Los militares dejaron de ser actores subordinados al mando civil para convertirse en socios del poder, como no lo habían sido en un siglo. Recibieron presupuestos opacos, excepciones legales, canonjías fiscales y la promesa de impunidad. A cambio, ofrecieron al Presidente la lealtad que no exige cuentas. La Constitución fue trastocada para ponerlos por encima de las instituciones civiles y se les eximió, de facto, de la fiscalización republicana. López Obrador no desmilitarizó nada: consolidó una dictadura militar legalizada.
Todo ello, además, en nombre de un supuesto pragmatismo que no resolvió la violencia ni la inseguridad.

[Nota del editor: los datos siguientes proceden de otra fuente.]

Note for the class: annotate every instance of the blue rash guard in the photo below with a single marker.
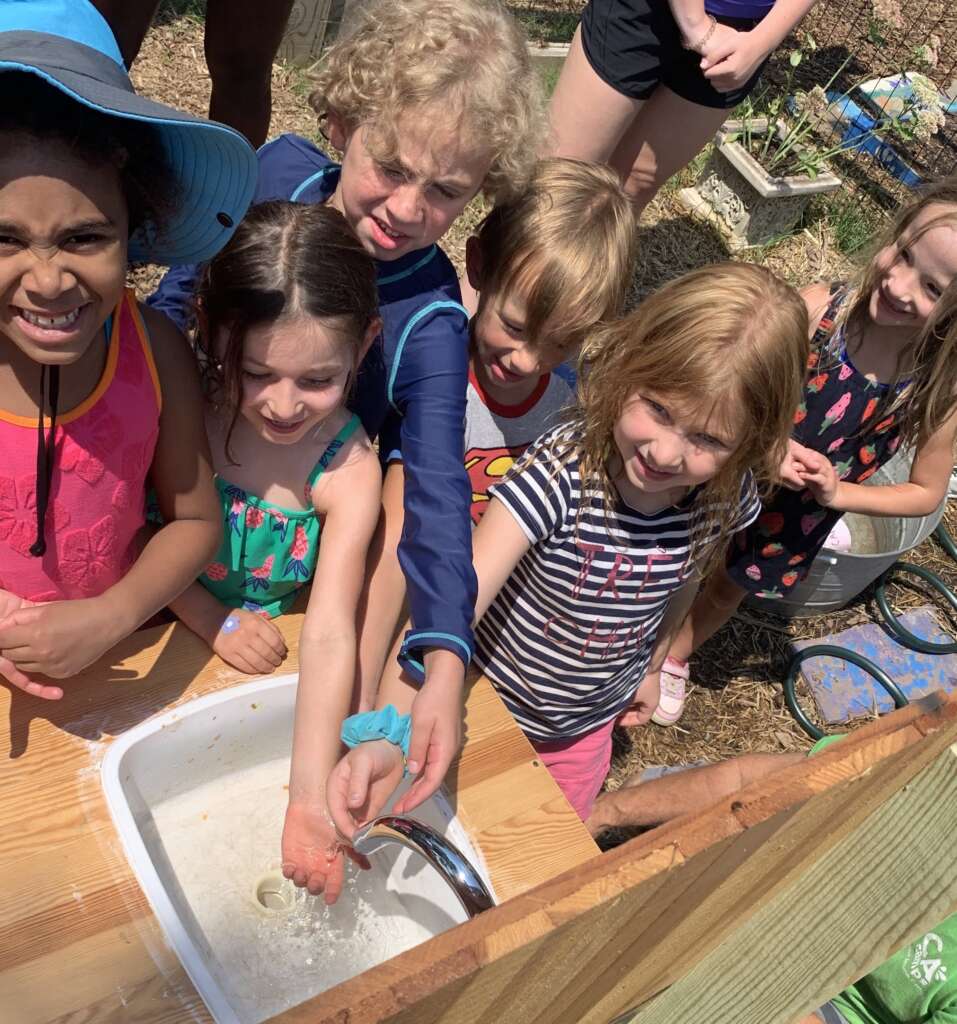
(410, 392)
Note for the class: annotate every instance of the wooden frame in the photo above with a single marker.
(756, 910)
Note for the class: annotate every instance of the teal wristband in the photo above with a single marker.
(386, 723)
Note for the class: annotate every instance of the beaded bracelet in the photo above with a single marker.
(697, 46)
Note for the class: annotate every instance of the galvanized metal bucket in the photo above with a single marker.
(836, 577)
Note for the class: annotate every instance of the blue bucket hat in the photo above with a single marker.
(69, 44)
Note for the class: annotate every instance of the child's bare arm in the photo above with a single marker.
(349, 501)
(182, 478)
(437, 708)
(919, 496)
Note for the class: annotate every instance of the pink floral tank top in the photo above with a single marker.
(102, 453)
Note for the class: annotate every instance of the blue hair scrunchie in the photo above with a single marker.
(386, 723)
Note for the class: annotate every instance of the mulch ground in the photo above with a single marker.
(736, 702)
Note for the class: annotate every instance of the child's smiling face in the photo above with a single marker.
(63, 227)
(916, 270)
(665, 449)
(399, 206)
(295, 374)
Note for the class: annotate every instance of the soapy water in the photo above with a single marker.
(222, 839)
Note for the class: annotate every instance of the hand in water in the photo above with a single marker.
(360, 784)
(312, 854)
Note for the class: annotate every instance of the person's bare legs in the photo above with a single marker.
(383, 596)
(130, 20)
(664, 136)
(242, 39)
(589, 117)
(715, 603)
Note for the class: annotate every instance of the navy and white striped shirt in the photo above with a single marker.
(568, 638)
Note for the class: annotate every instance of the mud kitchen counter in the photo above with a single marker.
(78, 939)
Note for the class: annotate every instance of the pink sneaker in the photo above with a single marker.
(675, 675)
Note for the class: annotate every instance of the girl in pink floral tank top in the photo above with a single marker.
(96, 393)
(287, 311)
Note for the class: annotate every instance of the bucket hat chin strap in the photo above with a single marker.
(46, 444)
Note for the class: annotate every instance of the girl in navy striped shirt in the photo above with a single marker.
(594, 545)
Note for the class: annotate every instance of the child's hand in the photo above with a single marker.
(436, 737)
(789, 472)
(359, 785)
(730, 57)
(58, 639)
(822, 481)
(644, 702)
(250, 642)
(312, 855)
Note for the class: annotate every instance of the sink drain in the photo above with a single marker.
(274, 893)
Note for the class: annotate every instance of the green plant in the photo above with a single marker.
(853, 223)
(787, 140)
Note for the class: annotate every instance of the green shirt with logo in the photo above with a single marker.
(918, 984)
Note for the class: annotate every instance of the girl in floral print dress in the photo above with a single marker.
(286, 313)
(882, 372)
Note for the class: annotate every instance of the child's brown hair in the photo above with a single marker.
(286, 260)
(730, 338)
(464, 62)
(923, 393)
(567, 244)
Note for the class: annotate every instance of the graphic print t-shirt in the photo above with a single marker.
(497, 434)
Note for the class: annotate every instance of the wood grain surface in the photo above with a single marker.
(741, 912)
(78, 939)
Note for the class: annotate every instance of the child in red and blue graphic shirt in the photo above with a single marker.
(429, 101)
(881, 373)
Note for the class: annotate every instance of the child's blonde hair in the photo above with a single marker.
(567, 244)
(731, 338)
(923, 392)
(463, 60)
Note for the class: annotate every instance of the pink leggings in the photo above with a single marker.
(579, 765)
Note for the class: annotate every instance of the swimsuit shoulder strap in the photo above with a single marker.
(837, 294)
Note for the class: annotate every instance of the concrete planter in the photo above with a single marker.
(749, 205)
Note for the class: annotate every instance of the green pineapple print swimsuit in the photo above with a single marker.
(268, 552)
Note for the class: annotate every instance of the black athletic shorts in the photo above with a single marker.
(636, 45)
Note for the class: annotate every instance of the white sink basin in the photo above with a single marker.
(198, 795)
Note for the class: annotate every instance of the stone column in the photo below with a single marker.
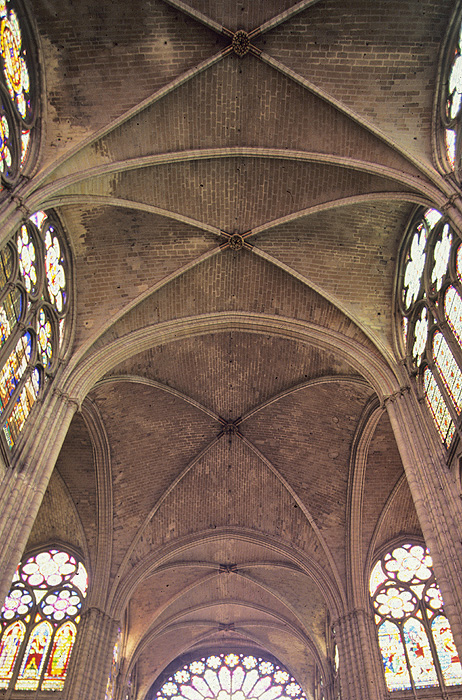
(436, 499)
(361, 677)
(25, 481)
(91, 657)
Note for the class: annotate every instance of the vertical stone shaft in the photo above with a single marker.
(436, 500)
(360, 675)
(91, 657)
(23, 487)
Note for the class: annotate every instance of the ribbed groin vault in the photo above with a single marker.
(231, 432)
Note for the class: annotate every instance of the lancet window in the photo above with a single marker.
(18, 91)
(430, 305)
(231, 675)
(39, 620)
(34, 303)
(414, 635)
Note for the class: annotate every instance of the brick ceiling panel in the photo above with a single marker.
(142, 45)
(320, 421)
(351, 252)
(240, 14)
(120, 253)
(229, 487)
(379, 58)
(158, 437)
(239, 370)
(244, 103)
(237, 194)
(400, 518)
(236, 281)
(76, 466)
(58, 519)
(384, 469)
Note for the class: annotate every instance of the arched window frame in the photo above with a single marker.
(185, 662)
(44, 316)
(421, 314)
(19, 101)
(31, 604)
(429, 607)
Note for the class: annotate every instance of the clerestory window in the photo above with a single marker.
(414, 635)
(39, 619)
(34, 304)
(430, 308)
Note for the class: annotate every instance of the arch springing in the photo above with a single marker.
(430, 307)
(34, 304)
(414, 635)
(39, 619)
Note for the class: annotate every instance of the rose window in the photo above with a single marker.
(229, 676)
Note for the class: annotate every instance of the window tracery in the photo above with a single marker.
(34, 304)
(430, 307)
(230, 676)
(39, 619)
(18, 90)
(414, 635)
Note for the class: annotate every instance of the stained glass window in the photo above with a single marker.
(38, 621)
(415, 637)
(430, 306)
(33, 295)
(18, 81)
(234, 676)
(452, 102)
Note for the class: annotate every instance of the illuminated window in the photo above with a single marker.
(39, 619)
(229, 675)
(18, 90)
(430, 306)
(415, 637)
(34, 301)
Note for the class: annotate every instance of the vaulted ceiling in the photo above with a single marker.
(232, 470)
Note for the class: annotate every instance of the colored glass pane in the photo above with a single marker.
(44, 335)
(420, 336)
(27, 259)
(17, 603)
(22, 408)
(459, 262)
(6, 266)
(447, 652)
(453, 311)
(377, 578)
(56, 277)
(395, 602)
(441, 257)
(393, 657)
(14, 368)
(438, 407)
(34, 657)
(60, 604)
(450, 140)
(10, 644)
(58, 662)
(25, 142)
(449, 369)
(414, 266)
(419, 654)
(231, 677)
(409, 563)
(48, 569)
(10, 313)
(14, 60)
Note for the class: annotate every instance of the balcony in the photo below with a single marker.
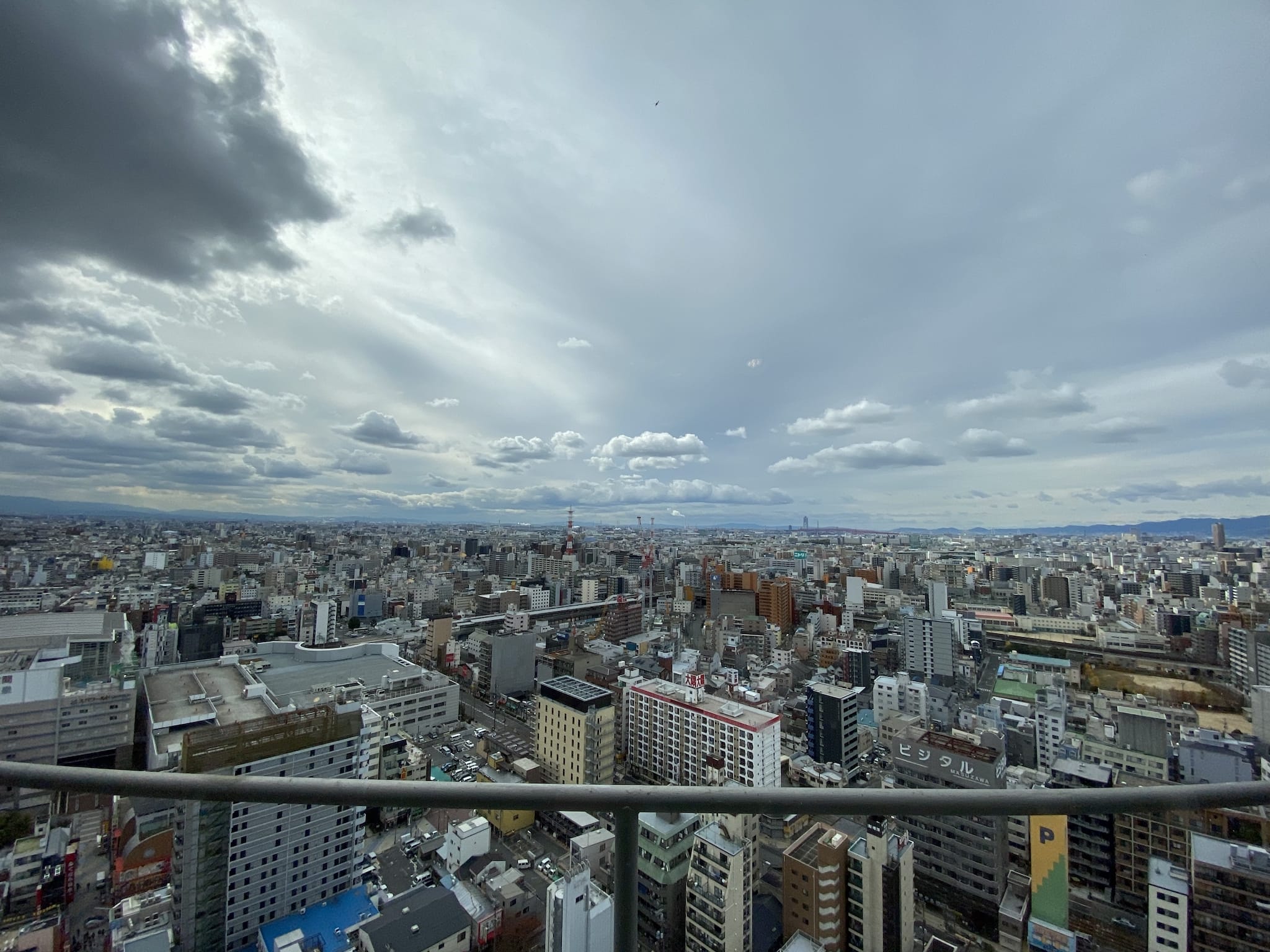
(626, 803)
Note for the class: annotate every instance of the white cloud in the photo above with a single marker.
(380, 430)
(518, 451)
(1029, 395)
(1121, 430)
(842, 419)
(978, 442)
(1153, 187)
(651, 451)
(877, 455)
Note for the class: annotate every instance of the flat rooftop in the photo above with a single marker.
(293, 681)
(742, 715)
(63, 625)
(198, 695)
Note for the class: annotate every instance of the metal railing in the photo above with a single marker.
(626, 803)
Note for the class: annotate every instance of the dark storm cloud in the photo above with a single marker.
(424, 224)
(362, 462)
(25, 314)
(273, 467)
(381, 431)
(117, 359)
(208, 431)
(216, 395)
(116, 145)
(22, 386)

Las tasas de homicidio permanecieron altísimas. Las desapariciones aumentaron. Las masacres sólo desaparecieron en la propaganda. El control territorial de los grupos criminales se extendió. Y los militares, lejos de pacificar, se convirtieron en una fuerza de ocupación que reprime migrantes, impone miedo y se administra a sí misma con creciente autonomía. El Ejército se volvió juez y parte. Y el Presidente, su primer cómplice.
La Constitución que deja como herencia es la peor de las muchas malas que ha tenido México: una contrarreforma autoritaria disfrazada de redención popular. En seis años desmanteló, artículo por artículo, buena parte de la arquitectura institucional que permitió la transición democrática. Lo hizo mediante reformas legales y constitucionales, creando un nuevo andamiaje concentrador del poder. Eliminó contrapesos administrativos al desaparecer órganos autónomos con funciones técnicas esenciales. Convirtió al Poder Judicial en blanco de una ofensiva orientada a someterlo, a través de una elección masiva y grotesca de jueces, magistrados y ministros, sin condiciones para el voto informado ni garantías de profesionalismo. Reescribió las reglas del juego desde el Ejecutivo para imponer una Constitución hecha a su imagen y semejanza. Y lo peor: dejó ese marco deformado a una Presidenta sin voz propia, pero con mayoría calificada para consumar el desastre.
Frente a la andanada propagandística contra Ernesto Zedillo, que pretende inflar supuestos errores para borrar las infamias recientes, la comparación entre su gestión y la de López Obrador resulta letal para el amado líder. El FOBAPROA fue una medida costosa e impopular, pero necesaria: evitó el colapso financiero y permitió estabilizar la economía. Fue debatido y aprobado en el Congreso, no una maniobra en la sombra. Segalmex, en cambio, fue un robo descarado, diseñado desde el poder, sin controles, sin transparencia, sin castigo. El INSABI no fue un error de cálculo, sino una demolición deliberada del sistema de salud pública que dejó sin atención a millones. Zedillo apostaba por el conocimiento técnico y la institucionalidad. López Obrador, por el capricho ignorante, la improvisación vengativa y la obediencia ciega. Sus megaproyectos opacos, sus contratos reservados por décadas, su pacto con monopolios amigos, su red de protección a empresarios afines, su coartada de “austeridad” usada para financiar una red clientelar: todo confirma que no combatió la corrupción, sólo la trasladó de bando.
Zedillo podrá haber sido distante, parco, falto de carisma, pero fue un demócrata que propició, por primera vez en la historia, una Suprema Corte realmente autónoma y elecciones libres. En cambio, cuando se disipe la niebla de la propaganda, López Obrador será recordado como un demagogo autoritario, artífice de una nueva coalición reaccionaria que consolidó al Estado como un instrumento de protección de privilegios y un botín para garantizar lealtades.